Lesson 1: Introduction to Distributed Systems Flashcards

Question 1

Q

What is a distributed system?

Answer

A

“A distributed system is one in which the failure of a computer you didn’t even know existed can render your own computer unusable” - Leslie Lamport

A collection of computing units that interact by exchanging messages via an interconnection network and appear to external users as a single coherent computing facility (e.g., there is a common goal that the system must accomplish and all system componets must contribute to it)

Question 2

Q

Describe a system model of a distributed system

Answer

A

two or more nodes
connected via communication channels
send and receive messages
each node contributes to the overall system state

Nodes receive a message from a channel, take some time to act on it, send a message to (one or more) channels.

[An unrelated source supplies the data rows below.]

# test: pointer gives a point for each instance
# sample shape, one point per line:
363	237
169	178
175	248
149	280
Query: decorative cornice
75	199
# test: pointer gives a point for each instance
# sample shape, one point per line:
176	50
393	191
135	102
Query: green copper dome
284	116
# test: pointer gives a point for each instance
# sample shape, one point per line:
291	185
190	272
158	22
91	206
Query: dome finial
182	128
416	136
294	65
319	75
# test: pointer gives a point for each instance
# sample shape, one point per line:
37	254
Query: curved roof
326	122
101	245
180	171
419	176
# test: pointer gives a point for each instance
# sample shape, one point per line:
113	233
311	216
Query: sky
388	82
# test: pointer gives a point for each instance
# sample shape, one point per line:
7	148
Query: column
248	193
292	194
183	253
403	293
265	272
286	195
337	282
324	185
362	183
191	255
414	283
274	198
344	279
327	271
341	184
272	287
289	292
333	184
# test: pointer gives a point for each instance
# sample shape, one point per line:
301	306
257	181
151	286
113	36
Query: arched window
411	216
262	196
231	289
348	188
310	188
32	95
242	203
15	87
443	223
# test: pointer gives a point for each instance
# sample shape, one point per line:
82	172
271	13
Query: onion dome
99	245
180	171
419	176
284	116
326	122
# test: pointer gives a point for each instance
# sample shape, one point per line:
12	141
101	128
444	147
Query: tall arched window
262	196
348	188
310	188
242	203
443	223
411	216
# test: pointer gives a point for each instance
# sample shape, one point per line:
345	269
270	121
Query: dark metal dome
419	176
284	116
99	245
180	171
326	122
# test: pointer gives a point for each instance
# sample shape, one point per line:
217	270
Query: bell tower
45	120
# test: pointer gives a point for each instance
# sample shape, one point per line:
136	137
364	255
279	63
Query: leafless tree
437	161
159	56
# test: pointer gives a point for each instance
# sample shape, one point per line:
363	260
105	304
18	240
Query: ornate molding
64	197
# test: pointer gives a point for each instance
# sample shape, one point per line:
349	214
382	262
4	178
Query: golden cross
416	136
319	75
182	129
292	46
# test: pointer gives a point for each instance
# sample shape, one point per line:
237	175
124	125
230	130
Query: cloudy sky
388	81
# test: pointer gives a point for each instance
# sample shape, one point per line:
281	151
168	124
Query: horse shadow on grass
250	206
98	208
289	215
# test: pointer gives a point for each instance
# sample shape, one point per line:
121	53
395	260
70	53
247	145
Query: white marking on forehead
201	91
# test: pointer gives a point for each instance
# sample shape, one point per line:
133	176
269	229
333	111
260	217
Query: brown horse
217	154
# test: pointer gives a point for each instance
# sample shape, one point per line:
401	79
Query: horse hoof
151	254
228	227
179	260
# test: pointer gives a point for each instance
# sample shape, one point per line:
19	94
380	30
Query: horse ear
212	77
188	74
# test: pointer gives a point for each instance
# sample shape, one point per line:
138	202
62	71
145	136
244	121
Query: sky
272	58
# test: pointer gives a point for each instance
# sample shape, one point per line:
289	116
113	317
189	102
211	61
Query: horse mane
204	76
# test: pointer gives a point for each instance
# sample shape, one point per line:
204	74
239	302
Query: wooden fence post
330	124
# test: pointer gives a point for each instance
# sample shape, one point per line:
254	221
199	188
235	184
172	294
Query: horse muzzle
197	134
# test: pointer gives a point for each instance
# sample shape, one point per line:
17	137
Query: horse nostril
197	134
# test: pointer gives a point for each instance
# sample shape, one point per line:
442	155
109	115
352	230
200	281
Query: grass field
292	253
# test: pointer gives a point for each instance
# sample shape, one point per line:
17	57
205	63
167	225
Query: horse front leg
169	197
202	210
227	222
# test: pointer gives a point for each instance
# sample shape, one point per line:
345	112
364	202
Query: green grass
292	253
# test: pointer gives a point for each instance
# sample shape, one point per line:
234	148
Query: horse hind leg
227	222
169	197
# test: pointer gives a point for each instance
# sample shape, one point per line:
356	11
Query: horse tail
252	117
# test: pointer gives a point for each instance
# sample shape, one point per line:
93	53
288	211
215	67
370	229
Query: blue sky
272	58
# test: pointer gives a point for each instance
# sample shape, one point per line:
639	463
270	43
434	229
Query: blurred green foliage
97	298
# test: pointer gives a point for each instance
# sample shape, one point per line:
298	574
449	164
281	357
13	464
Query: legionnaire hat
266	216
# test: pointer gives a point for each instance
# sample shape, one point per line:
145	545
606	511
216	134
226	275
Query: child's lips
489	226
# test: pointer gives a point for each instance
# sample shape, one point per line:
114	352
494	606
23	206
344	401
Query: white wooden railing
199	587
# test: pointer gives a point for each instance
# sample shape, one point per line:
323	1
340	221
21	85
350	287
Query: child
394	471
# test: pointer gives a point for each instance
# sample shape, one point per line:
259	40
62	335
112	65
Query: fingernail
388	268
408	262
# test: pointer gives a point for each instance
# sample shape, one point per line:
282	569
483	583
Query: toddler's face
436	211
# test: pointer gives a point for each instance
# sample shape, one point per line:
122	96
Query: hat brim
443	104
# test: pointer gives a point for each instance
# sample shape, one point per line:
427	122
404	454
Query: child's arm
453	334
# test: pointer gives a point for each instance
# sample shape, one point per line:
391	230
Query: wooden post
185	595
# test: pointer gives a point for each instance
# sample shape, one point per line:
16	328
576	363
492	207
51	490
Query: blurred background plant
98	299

Actions are triggered in response to messages. The outcome of the actions is that the state at an individual node may change.

Messages spend some time in the channel and then are delivered (zero or more times, ideally exactly once)

Question 3

Q

What is unique and what is hard about distributed systems?

Answer

A

Asynchrony
- Instant vs bounded vs unpredictable vs infinite latency
- Implication on system design

Failures
- From “failstop” to transient to Byzantine/can’t tell
- Server/process vs network

Consistency (single up-to-date copy of data or agreement therof)
- Concurrency, ordering
- Replication caching

Question 4

Q

Why are system models important in distributed systems?

Answer

A

Using system models and analyzing system behavior using models is important because otherwise we’d have to build prototypes and perform experimental validation under all scenarios.

Question 5

Q

What are models characterized by?

Answer

A

Elements and rules (e.g., a system is modeled as a collection of nodes, channels, etc.)
Invariants aka assumptions (e.g., every message is delivered after sometime -> assumes the network will not fail)

Question 6

Q

When is a model good enough?

Answer

A

Accurate: is it possible to learn some truths about the real system using the model?
Tractable: are analysis of a certain problem using the model even possible?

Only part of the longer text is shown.